The fit of both models was acceptable (Additional file 2), but neither supported the validity of a raw summed score such as the PSS-11 [27]. IRT models indicated in particular that the level of disability corresponding to a given PSS-11 summed score varied as a function of the pattern of responses to PS items. This is illustrated in Figure 3 which describes the relations between IRT scale of global disability from the unidimensional model, raw PSS-11 scores, and standing of PS categories on the IRT scale. The figure, for instance, indicates that a minimum level of fatigue disability contributed less to global disability on the IRT scale than a minimum level of mobility disability. The figure also shows that the distance between two consecutive raw PSS-11 scores varied along the IRT scale continuum. In this situation IRT modeling offered two options. The simplest, but more approximate option was to directly convert raw PSS-11 scores into IRT summed scores by aligning the former on the more linear IRT scale. The more rigorous, but less practical option was to estimate IRT pattern scores that account for the fact that combinations of PS responses corresponding to distinct true levels of disability may yield the same raw summed score [28],[29]. For each PSS raw summed score, one IRT summed score would be generated versus several IRT pattern scores. IRT summed scores would maintain the simplicity of PSS-11 scores, but at the cost of some loss of accuracy. Pattern scores would be more accurate, but too cumbersome to be calculated without a computer application.
Figure 3

Relation among Performance Scale (PS) categories, Performance Scales Sum (PSS-11) scores and PS IRT scores of global disability (from unidimensional model) in a sample of NARCOMS registrants.

To examine the trade-offs among the most promising alternatives, we calculated IRT summed scores and IRT pattern scores of global disability from the unidimensional model, and IRT pattern scores of global disability, residual physical disability, and residual mental disability from the bifactor model. Unless stated otherwise, in what follows “summed scores” and “pattern scores” will refer to IRT scores generated from the unidimensional model, and “bifactor scores” to IRT scores generated from the bifactor model.

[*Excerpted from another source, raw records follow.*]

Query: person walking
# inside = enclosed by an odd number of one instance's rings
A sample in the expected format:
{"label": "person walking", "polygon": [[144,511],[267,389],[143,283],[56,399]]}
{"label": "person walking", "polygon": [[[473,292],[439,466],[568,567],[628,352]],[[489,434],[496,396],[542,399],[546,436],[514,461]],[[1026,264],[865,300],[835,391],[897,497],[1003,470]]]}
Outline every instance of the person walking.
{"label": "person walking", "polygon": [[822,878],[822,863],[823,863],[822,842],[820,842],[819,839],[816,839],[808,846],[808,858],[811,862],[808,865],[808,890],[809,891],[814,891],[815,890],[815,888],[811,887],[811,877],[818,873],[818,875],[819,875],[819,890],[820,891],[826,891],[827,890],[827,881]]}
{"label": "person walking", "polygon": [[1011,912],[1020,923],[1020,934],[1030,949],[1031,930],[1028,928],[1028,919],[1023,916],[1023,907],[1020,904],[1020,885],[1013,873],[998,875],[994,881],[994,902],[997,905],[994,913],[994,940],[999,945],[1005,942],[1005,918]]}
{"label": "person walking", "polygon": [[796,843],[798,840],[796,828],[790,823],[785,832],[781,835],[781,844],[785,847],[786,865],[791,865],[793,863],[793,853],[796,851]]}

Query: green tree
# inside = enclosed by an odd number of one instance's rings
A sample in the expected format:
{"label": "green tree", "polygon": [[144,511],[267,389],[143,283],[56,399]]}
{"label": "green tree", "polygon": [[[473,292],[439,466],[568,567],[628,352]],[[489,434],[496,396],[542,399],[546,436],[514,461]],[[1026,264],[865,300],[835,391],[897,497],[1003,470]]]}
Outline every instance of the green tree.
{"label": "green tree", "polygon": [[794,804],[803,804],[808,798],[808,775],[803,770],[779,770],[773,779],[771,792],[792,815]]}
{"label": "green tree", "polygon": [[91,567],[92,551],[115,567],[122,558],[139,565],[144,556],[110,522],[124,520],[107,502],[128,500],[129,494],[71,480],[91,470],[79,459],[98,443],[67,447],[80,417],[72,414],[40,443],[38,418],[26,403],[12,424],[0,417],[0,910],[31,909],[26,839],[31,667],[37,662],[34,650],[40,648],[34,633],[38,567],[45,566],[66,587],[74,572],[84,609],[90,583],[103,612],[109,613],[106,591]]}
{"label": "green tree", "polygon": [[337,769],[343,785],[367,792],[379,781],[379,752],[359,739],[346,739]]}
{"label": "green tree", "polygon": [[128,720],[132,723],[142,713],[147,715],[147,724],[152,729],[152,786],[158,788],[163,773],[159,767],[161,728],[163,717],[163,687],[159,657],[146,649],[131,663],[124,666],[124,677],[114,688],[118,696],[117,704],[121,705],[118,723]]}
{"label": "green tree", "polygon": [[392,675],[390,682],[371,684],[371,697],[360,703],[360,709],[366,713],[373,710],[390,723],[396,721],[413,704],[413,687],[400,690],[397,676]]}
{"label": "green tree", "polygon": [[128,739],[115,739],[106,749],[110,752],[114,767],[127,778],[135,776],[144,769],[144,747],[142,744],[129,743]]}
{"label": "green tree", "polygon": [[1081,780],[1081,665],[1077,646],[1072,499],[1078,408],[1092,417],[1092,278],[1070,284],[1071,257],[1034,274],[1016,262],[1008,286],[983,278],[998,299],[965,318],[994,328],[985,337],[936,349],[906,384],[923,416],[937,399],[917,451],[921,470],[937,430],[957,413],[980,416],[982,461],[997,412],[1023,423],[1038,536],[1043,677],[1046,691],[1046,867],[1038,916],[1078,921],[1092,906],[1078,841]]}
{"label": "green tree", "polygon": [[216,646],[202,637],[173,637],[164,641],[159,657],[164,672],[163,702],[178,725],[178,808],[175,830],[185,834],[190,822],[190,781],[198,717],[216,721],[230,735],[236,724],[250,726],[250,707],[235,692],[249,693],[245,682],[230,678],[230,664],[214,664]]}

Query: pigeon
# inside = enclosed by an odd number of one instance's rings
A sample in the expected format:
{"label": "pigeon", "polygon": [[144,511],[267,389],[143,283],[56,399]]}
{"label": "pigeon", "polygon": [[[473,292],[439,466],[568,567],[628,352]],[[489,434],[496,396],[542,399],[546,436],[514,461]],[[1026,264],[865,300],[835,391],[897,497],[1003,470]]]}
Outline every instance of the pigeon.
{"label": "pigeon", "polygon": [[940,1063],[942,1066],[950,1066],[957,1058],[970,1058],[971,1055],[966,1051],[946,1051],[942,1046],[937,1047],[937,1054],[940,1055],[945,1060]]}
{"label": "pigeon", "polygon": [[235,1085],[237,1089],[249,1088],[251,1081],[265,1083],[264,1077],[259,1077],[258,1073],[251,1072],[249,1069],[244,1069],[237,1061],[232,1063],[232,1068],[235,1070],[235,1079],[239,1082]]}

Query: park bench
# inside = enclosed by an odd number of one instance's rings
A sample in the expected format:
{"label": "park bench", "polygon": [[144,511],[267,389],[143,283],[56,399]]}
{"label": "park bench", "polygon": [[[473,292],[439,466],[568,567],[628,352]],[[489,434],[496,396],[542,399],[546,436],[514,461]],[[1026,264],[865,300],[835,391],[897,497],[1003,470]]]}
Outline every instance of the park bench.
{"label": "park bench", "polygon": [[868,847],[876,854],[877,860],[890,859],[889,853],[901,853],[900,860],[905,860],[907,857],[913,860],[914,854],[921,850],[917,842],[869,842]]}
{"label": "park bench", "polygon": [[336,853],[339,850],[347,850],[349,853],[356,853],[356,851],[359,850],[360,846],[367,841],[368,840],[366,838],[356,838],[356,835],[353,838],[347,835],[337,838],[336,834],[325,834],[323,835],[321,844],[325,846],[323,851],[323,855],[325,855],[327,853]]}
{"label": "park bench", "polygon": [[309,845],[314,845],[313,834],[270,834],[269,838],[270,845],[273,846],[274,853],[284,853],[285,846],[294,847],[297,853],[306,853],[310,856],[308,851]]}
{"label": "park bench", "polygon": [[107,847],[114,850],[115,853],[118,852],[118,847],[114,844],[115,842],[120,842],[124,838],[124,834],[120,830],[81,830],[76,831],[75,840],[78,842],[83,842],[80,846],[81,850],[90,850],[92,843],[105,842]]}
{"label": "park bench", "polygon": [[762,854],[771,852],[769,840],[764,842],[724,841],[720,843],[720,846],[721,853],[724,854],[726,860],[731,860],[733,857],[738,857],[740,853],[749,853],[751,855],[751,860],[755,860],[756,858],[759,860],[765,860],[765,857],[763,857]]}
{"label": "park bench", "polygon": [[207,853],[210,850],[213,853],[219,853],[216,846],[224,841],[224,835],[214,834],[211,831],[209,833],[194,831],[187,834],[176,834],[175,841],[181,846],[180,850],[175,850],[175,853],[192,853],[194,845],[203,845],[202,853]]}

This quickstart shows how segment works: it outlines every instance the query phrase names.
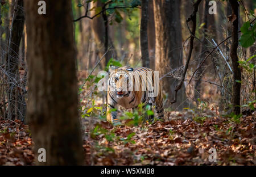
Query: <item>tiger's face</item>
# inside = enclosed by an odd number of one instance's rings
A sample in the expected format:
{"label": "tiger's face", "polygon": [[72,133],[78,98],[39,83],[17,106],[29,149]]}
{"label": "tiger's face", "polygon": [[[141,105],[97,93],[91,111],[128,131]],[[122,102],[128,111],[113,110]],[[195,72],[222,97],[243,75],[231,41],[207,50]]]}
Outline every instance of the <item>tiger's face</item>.
{"label": "tiger's face", "polygon": [[131,74],[127,70],[115,70],[110,79],[110,86],[117,98],[127,97],[131,92]]}

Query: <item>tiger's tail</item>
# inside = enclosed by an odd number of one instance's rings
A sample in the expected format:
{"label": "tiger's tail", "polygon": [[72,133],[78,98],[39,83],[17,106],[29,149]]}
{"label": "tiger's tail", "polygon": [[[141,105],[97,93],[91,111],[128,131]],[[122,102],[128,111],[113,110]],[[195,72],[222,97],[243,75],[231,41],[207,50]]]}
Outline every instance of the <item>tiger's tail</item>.
{"label": "tiger's tail", "polygon": [[[160,83],[159,83],[160,84]],[[159,93],[155,98],[155,109],[156,112],[156,117],[158,119],[162,119],[164,117],[164,108],[163,108],[163,98],[162,94],[161,89],[159,89]]]}

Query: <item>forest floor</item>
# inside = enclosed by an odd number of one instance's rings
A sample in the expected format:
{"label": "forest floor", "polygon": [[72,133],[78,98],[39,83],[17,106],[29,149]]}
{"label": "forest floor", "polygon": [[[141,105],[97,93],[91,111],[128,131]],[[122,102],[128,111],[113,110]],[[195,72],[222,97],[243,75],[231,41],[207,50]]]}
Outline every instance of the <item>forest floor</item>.
{"label": "forest floor", "polygon": [[[85,129],[85,134],[88,134],[84,138],[85,163],[256,165],[255,116],[255,112],[244,115],[239,124],[220,117],[208,119],[201,124],[181,118],[164,123],[145,123],[137,127],[113,127],[101,121],[95,127],[108,132],[92,136],[92,129]],[[0,165],[34,165],[33,142],[28,125],[18,120],[2,120],[0,125]],[[209,161],[210,148],[216,150],[216,162]]]}
{"label": "forest floor", "polygon": [[[89,114],[92,99],[81,96]],[[96,102],[94,108],[103,107]],[[166,110],[163,121],[126,119],[113,126],[94,111],[81,121],[87,165],[256,165],[256,111],[228,117],[213,107],[199,114]],[[0,117],[0,165],[34,165],[33,146],[28,125]]]}

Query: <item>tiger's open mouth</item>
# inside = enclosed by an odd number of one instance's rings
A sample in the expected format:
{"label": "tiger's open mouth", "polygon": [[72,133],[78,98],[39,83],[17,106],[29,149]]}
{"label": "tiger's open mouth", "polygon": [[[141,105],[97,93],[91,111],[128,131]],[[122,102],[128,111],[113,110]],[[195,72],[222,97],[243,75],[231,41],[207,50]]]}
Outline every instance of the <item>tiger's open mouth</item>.
{"label": "tiger's open mouth", "polygon": [[122,91],[117,92],[117,95],[121,96],[123,95],[123,92],[122,92]]}

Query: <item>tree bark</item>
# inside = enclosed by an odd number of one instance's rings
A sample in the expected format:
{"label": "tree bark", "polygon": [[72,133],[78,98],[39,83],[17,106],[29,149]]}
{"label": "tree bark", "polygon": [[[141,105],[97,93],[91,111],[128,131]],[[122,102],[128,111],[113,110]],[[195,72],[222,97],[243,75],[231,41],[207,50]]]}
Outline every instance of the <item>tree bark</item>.
{"label": "tree bark", "polygon": [[[171,70],[183,65],[181,54],[181,33],[179,1],[154,1],[156,35],[155,70],[161,77]],[[180,57],[181,56],[181,57]],[[180,73],[179,73],[180,74]],[[176,75],[174,75],[175,77]],[[161,80],[163,88],[168,94],[169,100],[174,95],[179,80],[164,77]],[[186,106],[185,87],[183,85],[174,109],[182,109]]]}
{"label": "tree bark", "polygon": [[47,14],[38,2],[25,1],[27,30],[27,119],[35,154],[46,150],[40,165],[81,165],[76,58],[71,1],[45,0]]}
{"label": "tree bark", "polygon": [[[229,0],[232,7],[232,19],[235,18],[232,23],[232,44],[230,49],[230,58],[232,61],[233,74],[233,95],[232,103],[233,106],[233,111],[236,114],[240,114],[240,91],[241,71],[238,67],[238,57],[237,57],[237,47],[238,45],[238,2],[237,0]],[[240,81],[240,82],[237,81]]]}
{"label": "tree bark", "polygon": [[141,52],[142,65],[150,68],[150,63],[148,54],[147,37],[147,22],[148,21],[148,0],[141,1]]}
{"label": "tree bark", "polygon": [[[197,67],[199,66],[199,65],[201,64],[201,61],[204,59],[205,57],[205,52],[206,52],[206,45],[207,44],[207,40],[206,40],[206,37],[207,36],[207,30],[208,28],[208,1],[204,1],[203,6],[204,6],[204,15],[203,16],[203,23],[204,23],[204,25],[203,27],[203,40],[201,41],[201,48],[200,48],[200,58],[199,60],[197,60]],[[195,95],[194,95],[194,99],[196,100],[198,98],[200,98],[201,95],[201,82],[200,81],[203,74],[203,67],[204,67],[204,65],[203,65],[201,67],[200,67],[197,73],[197,81],[196,82],[196,84],[195,86]]]}
{"label": "tree bark", "polygon": [[[16,82],[19,80],[19,44],[22,37],[24,28],[24,16],[23,10],[23,1],[18,0],[12,1],[14,9],[14,15],[12,19],[13,25],[11,26],[9,38],[8,53],[6,55],[9,77],[9,92],[8,92],[8,111],[9,119],[14,120],[19,119],[19,113],[18,113],[17,102],[20,98],[20,93],[18,91]],[[15,5],[16,3],[16,5]]]}
{"label": "tree bark", "polygon": [[147,22],[147,40],[150,68],[155,69],[155,31],[154,19],[154,4],[152,1],[148,1],[148,20]]}

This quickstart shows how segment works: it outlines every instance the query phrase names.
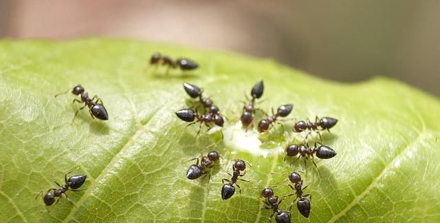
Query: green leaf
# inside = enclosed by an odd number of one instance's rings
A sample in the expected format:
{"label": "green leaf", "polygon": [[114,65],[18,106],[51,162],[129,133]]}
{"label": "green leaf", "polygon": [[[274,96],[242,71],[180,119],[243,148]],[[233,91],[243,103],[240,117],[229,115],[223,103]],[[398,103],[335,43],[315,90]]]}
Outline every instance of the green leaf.
{"label": "green leaf", "polygon": [[[201,65],[184,74],[164,67],[144,70],[159,51],[185,56]],[[283,160],[276,149],[256,152],[256,138],[234,129],[251,87],[265,83],[269,111],[283,103],[295,105],[288,118],[320,116],[339,120],[323,142],[338,155],[309,160]],[[186,127],[174,112],[188,105],[182,86],[189,82],[229,118],[221,140],[219,132],[198,125]],[[70,93],[78,83],[103,100],[108,121],[93,120],[87,111],[72,118],[80,105]],[[259,189],[274,187],[281,197],[294,192],[287,173],[298,171],[305,193],[311,193],[309,220],[320,222],[440,222],[440,103],[401,83],[377,78],[342,84],[320,80],[272,61],[228,52],[126,40],[87,39],[0,42],[0,222],[267,222]],[[261,118],[261,115],[258,115]],[[258,119],[258,118],[257,118]],[[284,147],[303,134],[291,132],[292,120],[275,125],[267,147]],[[313,136],[312,140],[318,140]],[[271,142],[274,140],[275,142]],[[248,141],[246,141],[248,140]],[[189,180],[187,160],[206,154],[217,142],[223,156],[207,188],[205,179]],[[250,149],[252,152],[245,150]],[[279,148],[278,148],[279,149]],[[238,191],[221,200],[221,179],[229,178],[232,160],[250,162]],[[64,174],[88,176],[79,192],[45,207],[34,198],[63,182]],[[293,197],[283,201],[287,209]],[[307,222],[292,208],[292,222]]]}

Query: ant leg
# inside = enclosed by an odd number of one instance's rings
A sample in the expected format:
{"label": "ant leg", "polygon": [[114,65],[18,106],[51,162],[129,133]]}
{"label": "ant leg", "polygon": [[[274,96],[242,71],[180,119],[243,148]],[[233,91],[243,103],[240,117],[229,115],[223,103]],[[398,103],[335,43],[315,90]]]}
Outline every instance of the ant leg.
{"label": "ant leg", "polygon": [[270,217],[269,217],[269,222],[270,223],[272,223],[272,217],[274,217],[274,215],[275,215],[276,212],[274,212]]}
{"label": "ant leg", "polygon": [[73,172],[73,171],[73,171],[73,170],[72,170],[72,171],[69,171],[69,172],[66,173],[66,174],[64,176],[64,182],[65,182],[66,184],[67,184],[67,174],[69,174],[69,173],[72,173],[72,172]]}
{"label": "ant leg", "polygon": [[199,125],[199,131],[197,131],[197,134],[195,134],[195,136],[199,136],[199,134],[200,133],[200,131],[201,130],[201,124],[202,124],[202,123],[200,122],[200,125]]}
{"label": "ant leg", "polygon": [[316,164],[316,163],[315,162],[315,160],[314,160],[314,155],[311,155],[311,162],[314,163],[314,164],[315,165],[315,167],[316,167],[316,169],[318,169],[318,173],[320,176],[321,173],[319,171],[319,168],[318,168],[318,165]]}
{"label": "ant leg", "polygon": [[67,94],[67,92],[69,92],[69,91],[71,89],[72,89],[72,88],[69,88],[69,89],[67,89],[67,90],[65,92],[64,92],[64,93],[60,93],[60,94],[55,94],[55,98],[58,97],[58,96],[60,96],[60,95],[61,95],[61,94]]}
{"label": "ant leg", "polygon": [[228,179],[222,179],[222,180],[221,180],[221,183],[224,184],[225,184],[225,181],[226,181],[226,182],[231,182],[231,181],[230,181],[230,180],[229,180]]}
{"label": "ant leg", "polygon": [[[69,198],[69,197],[67,197],[67,194],[65,194],[65,193],[63,193],[63,194],[64,194],[64,195],[65,195],[65,196],[66,196],[66,199],[67,199],[67,201],[69,201],[69,202],[70,202],[70,204],[72,204],[72,205],[73,205],[74,207],[76,207],[76,208],[77,208],[77,209],[78,209],[78,206],[76,206],[76,205],[75,205],[75,204],[74,204],[74,202],[72,202],[72,200],[70,200],[70,198]],[[60,197],[60,198],[61,198],[61,197]],[[58,203],[58,201],[59,200],[60,200],[60,199],[58,198],[58,200],[56,200],[56,202],[57,202],[57,203]]]}
{"label": "ant leg", "polygon": [[58,185],[58,187],[63,187],[63,186],[60,185],[60,184],[58,184],[56,181],[54,180],[54,182],[56,184],[56,185]]}
{"label": "ant leg", "polygon": [[236,183],[235,183],[235,185],[236,185],[236,187],[239,188],[239,192],[240,192],[240,198],[241,198],[241,188],[240,187],[240,185],[237,184]]}
{"label": "ant leg", "polygon": [[[75,100],[76,100],[76,99],[75,99]],[[76,112],[75,112],[75,115],[74,116],[74,120],[75,120],[75,117],[76,117],[76,115],[78,114],[78,112],[79,112],[80,110],[83,109],[87,106],[87,105],[85,105],[81,107],[79,109],[76,110]]]}
{"label": "ant leg", "polygon": [[189,123],[189,124],[188,124],[188,125],[186,125],[186,127],[188,127],[188,126],[190,126],[190,125],[194,125],[194,124],[195,124],[195,123],[196,123],[195,122],[194,122],[194,123]]}
{"label": "ant leg", "polygon": [[74,99],[74,100],[72,100],[72,103],[73,104],[73,103],[74,103],[75,102],[77,102],[77,103],[82,103],[82,101],[80,101],[80,100],[78,100],[78,99]]}
{"label": "ant leg", "polygon": [[94,120],[95,120],[95,117],[94,116],[94,114],[91,113],[91,111],[90,109],[89,109],[89,114],[90,114],[90,116],[91,116],[91,118],[93,118]]}

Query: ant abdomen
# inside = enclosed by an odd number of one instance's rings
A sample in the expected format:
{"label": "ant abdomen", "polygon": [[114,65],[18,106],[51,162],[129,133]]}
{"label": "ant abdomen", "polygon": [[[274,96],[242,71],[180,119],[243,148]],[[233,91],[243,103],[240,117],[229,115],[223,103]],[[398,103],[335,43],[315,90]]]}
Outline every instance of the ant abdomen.
{"label": "ant abdomen", "polygon": [[51,206],[55,202],[55,196],[53,193],[47,192],[43,198],[43,201],[46,206]]}
{"label": "ant abdomen", "polygon": [[67,184],[71,189],[77,189],[82,186],[87,178],[87,176],[83,174],[72,176],[67,179]]}
{"label": "ant abdomen", "polygon": [[275,216],[275,222],[276,223],[292,223],[289,213],[285,211],[280,211]]}
{"label": "ant abdomen", "polygon": [[316,149],[316,156],[320,159],[329,159],[336,154],[336,151],[325,145],[321,145]]}
{"label": "ant abdomen", "polygon": [[263,80],[261,80],[252,87],[252,89],[250,91],[250,95],[253,98],[260,98],[261,96],[263,96],[263,90],[264,84],[263,83]]}
{"label": "ant abdomen", "polygon": [[94,116],[100,120],[109,120],[109,114],[107,110],[102,104],[96,104],[90,108],[90,112]]}
{"label": "ant abdomen", "polygon": [[310,205],[310,201],[309,201],[307,198],[302,198],[300,199],[296,202],[296,207],[298,209],[298,211],[301,213],[301,215],[302,215],[302,216],[309,217],[311,206]]}
{"label": "ant abdomen", "polygon": [[338,119],[330,117],[322,117],[319,120],[319,125],[322,129],[329,129],[338,123]]}
{"label": "ant abdomen", "polygon": [[292,104],[283,105],[278,108],[276,114],[280,117],[286,117],[290,114],[293,108],[294,105]]}
{"label": "ant abdomen", "polygon": [[178,59],[176,60],[176,63],[182,70],[190,70],[199,67],[199,65],[197,63],[186,59]]}
{"label": "ant abdomen", "polygon": [[197,113],[190,109],[184,109],[176,111],[176,116],[185,122],[191,123],[195,120]]}
{"label": "ant abdomen", "polygon": [[184,89],[186,94],[192,98],[196,98],[201,96],[201,90],[199,87],[188,83],[184,83]]}
{"label": "ant abdomen", "polygon": [[224,184],[221,187],[221,199],[228,200],[235,193],[235,187],[230,184]]}

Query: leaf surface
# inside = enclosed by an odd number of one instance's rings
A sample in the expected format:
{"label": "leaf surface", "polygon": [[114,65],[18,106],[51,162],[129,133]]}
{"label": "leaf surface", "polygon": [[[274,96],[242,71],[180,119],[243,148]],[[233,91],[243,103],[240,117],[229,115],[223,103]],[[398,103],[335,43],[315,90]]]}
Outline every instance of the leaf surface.
{"label": "leaf surface", "polygon": [[[197,61],[195,72],[164,67],[146,72],[160,51]],[[288,118],[339,120],[323,142],[338,155],[284,161],[239,150],[231,142],[244,94],[265,83],[258,107],[269,112],[294,103]],[[219,132],[186,127],[174,112],[188,107],[182,83],[203,87],[228,117]],[[108,121],[94,121],[73,94],[54,96],[80,83],[103,100]],[[260,189],[274,186],[282,197],[294,191],[280,174],[298,171],[312,195],[313,222],[440,222],[440,103],[395,81],[376,78],[342,84],[320,80],[272,61],[221,52],[127,40],[0,42],[0,222],[267,222]],[[269,112],[270,113],[270,112]],[[261,114],[257,116],[261,118]],[[290,132],[292,120],[275,125],[269,138],[281,148],[304,135]],[[250,131],[252,133],[252,131]],[[316,136],[312,140],[317,140]],[[205,179],[186,178],[188,160],[206,155],[213,142],[223,156]],[[269,143],[270,144],[270,143]],[[279,145],[278,145],[279,144]],[[232,160],[252,164],[238,191],[221,200],[221,179],[230,178]],[[63,182],[64,174],[88,176],[85,190],[68,191],[78,208],[63,198],[50,213],[34,197]],[[293,197],[281,204],[288,209]],[[294,204],[292,222],[307,222]]]}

A graphical comparison of PSS-11 summed score levels to corresponding IRT summed score levels provided further evidence of the shortcomings of the PSS-11 summed scale─low raw PSS-11 scores (0-to-15) were shown to underestimate corresponding IRT summed scores, while high raw PSS-11 scores (21-to-46) overestimated them. (Figure 4). Therefore, in Additional file 3, we provide a conversion table that appropriately translates raw PSS-11 scores into IRT summed scores of global disability [28],[29].
Figure 4

Relations among the levels of the Performance Scales Sum (PSS-11) score and the IRT summed score of global disability. Note: To facilitate comparisons, the levels of the IRT summed score were linearly transformed to range from 0 to 46 (i.e., the range of the PSS-11 levels). Thus, had the levels of the two scores been perfectly equivalent, then the dots on the figure would have been aligned on the diagonal line.

In contrast, differences between IRT summed and IRT pattern scores of global disability were generally small (mean, −0.07; SD, 2.1) and so were differences between pattern scores and bifactor scores of global disability (mean, 0.0; SD, 2.3). In both cases differences were near zero in the 20-to-80 IRT-score range. These results suggested that the IRT summed score approximation was unlikely to lead to clinically-relevant measurement bias. Overall reliability of the IRT summed scores of global disability was 0.87.

Construct validity

We observed positive and statistically significant associations between mean IRT scores of global disability and PDDS scores (P < 0.001; Figure 5A). Increases in IRT scores of global disability were sharper over the lower portion of the PDSS scale (0-to-2) than over its higher portion (3-to-8). Differences between summed-, pattern- , and bifactor score estimates of global disability were generally minimal (standardized differences <0.15 except for PDDS 7). Mean bifactor scores of residual physical disability increased significantly and nearly linearly with increasing PDSS scores (P < 0.001; Figure 5B). In contrast, mean bifactor scores of residual mental disability increased significantly over PDSS scores 0-to-2 and then decreased (Figure 5C). The patterns in Figure 5 are consistent with the higher portion of the PDDS scale being biased toward physical disability. Alternatively, these patterns may also indicate that patients experiencing high levels of “mental” disability were less likely to enroll in NARCOMS.
Figure 5

Associations between Performance Scales-based, IRT-derived, scores of disability and PDDS scores in a sample of NARCOMS registrants. a) Scores of global disability generated from the bifactor IRT model () versus the unidimensional IRT model (□, pattern scores; ▲, summed scores). b) Scores of residual physical disability generated from the bifactor IRT model. c) Scores of residual mental disability generated from the bifactor IRT model. Note: Although the scores of global disability, residual physical disability, and residual mental disability are all reported as scaled scores (Mean, 50; SD, 15), they are not on the same metric. Error bars represent 95% confidence intervals. Spearman correlations between IRT scores and PDDS scores: Figure 5a) 0.60, □ 0.65, ▲0.68; Figure 5b) 0.72; Figure 5c) 0.07.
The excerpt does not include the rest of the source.